# Space planning for bedroom



## user1007 (Sep 23, 2009)

First I would get yourself a scaled drawing. I use Sweet Home 3D for basic floorplans. It also comes with different templates for beds, desks, chairs and so forth so you can mouse click them around to see how things fit. The great news is it is free, open source software available for all platforms. There is a learning curve but it is fairly short. A floorplan gives you a good communications tools to carry with you shopping. 

I would also hit the library for books on storage and living within small spaces. There are many nice ones out there that have great ideas--some are specific to kid spaces. 

As a former NYC resident I got used to making the most of space without things looking cluttered and tacky. First mantra is all space is fair game! Even though your challenge is a space for kids, look into City space kinds of books. 

The IKEA catalog has some ideas for kids rooms and spaces. Is there a closet or storage specialty company near you? You might look online. 

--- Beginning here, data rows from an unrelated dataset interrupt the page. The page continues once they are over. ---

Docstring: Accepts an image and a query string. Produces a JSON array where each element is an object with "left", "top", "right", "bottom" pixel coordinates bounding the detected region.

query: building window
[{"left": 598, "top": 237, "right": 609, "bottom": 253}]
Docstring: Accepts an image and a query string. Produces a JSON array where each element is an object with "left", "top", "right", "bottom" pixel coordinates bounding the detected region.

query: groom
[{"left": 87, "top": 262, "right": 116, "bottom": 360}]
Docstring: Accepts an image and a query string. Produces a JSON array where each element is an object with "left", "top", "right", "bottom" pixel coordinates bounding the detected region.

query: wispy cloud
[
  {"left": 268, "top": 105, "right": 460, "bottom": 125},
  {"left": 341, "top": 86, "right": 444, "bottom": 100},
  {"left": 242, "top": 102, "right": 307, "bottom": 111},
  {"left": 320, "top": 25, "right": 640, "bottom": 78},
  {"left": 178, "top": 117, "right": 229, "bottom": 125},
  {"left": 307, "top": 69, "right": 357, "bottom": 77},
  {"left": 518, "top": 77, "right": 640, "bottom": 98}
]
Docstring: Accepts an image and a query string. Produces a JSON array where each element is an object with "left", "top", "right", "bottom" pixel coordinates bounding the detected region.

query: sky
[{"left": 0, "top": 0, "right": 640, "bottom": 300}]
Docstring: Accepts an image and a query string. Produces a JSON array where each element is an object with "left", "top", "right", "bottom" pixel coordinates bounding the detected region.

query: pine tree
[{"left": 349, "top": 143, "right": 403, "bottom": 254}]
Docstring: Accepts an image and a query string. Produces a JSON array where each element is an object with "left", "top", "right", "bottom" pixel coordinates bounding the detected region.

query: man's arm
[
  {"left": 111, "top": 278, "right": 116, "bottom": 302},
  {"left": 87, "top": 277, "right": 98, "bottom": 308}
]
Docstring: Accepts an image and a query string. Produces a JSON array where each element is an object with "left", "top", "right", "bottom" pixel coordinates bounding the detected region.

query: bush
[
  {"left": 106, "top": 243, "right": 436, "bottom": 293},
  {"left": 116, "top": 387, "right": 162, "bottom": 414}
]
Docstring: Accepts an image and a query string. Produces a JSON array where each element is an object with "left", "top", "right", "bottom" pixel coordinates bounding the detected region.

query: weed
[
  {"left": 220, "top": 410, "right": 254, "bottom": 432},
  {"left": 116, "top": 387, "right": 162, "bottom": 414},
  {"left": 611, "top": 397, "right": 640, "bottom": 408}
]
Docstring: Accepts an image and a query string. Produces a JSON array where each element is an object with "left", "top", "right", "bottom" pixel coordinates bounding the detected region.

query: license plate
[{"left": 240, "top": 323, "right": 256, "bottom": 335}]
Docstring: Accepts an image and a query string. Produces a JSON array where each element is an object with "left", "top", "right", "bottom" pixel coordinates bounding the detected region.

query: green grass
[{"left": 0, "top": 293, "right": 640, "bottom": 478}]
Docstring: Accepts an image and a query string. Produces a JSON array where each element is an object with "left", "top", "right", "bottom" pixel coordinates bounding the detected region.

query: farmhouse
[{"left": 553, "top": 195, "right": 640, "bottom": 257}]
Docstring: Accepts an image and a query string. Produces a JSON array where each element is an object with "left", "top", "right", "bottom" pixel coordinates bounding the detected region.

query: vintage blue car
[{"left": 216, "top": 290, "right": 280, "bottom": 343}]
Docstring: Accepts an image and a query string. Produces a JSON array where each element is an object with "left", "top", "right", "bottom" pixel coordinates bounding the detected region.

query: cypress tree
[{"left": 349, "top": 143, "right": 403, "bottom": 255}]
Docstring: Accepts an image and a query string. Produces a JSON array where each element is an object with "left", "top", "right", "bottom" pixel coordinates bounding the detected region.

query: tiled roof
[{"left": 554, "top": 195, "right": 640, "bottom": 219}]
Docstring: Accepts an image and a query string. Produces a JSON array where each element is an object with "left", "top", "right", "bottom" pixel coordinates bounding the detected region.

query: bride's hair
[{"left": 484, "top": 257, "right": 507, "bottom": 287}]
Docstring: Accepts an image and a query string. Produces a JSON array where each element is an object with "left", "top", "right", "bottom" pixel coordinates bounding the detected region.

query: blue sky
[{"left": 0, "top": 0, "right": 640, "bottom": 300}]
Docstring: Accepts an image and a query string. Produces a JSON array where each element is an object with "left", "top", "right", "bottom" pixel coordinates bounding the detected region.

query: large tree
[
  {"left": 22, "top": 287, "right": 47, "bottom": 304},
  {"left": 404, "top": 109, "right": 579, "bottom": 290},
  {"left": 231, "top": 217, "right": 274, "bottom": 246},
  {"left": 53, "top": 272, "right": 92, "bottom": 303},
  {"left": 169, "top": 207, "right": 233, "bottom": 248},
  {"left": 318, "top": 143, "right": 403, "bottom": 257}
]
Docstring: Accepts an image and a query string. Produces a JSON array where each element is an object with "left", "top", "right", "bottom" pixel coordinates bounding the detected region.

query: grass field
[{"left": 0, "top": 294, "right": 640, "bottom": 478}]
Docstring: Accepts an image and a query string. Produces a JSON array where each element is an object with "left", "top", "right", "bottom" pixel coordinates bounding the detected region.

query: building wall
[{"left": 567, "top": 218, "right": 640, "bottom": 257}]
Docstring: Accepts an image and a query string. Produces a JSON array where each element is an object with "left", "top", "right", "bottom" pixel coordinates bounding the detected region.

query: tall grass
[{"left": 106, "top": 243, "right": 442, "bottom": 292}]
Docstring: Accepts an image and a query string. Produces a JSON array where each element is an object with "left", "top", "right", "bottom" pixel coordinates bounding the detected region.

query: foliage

Be open to building in things rather than buying retail furniture. You may find a cabinetmaker actually cheaper and you can get things like desks that fold or roll out of the way, stacking beds, underbed storage, etc. that will look great. I guarantee you you are not currently using the space between the wall studs for much? You can put some nice shelves in their for kid collectibles and so forth. 

Think about working with an interior designer that does kid spaces. You might be pleasantly surprised to find they can get exactly what you want, know good resources for making things, and from my experience end up costing less than trying to buy things retail yourself. And they are fun to work with.

Involve the kids. Remember they will quickly grow out of whatever so do not make it too permanent and inflexible. Meanwhile there is nothing worse than kid furniture and design that does not fit.


----------



## KevinPh (May 25, 2012)

There are a number of online floor planners that are good for any room. I encourage you to think vertically. Placing shelving or cabinets 1.5 - 2 ft. below the ceiling can give fantastic storage space for items not used very often. Keep in mind that you may then need a tall chair or small step ladder. I lined both walls of a 6 ft. x 8 ft. office this way with fantastic results.


----------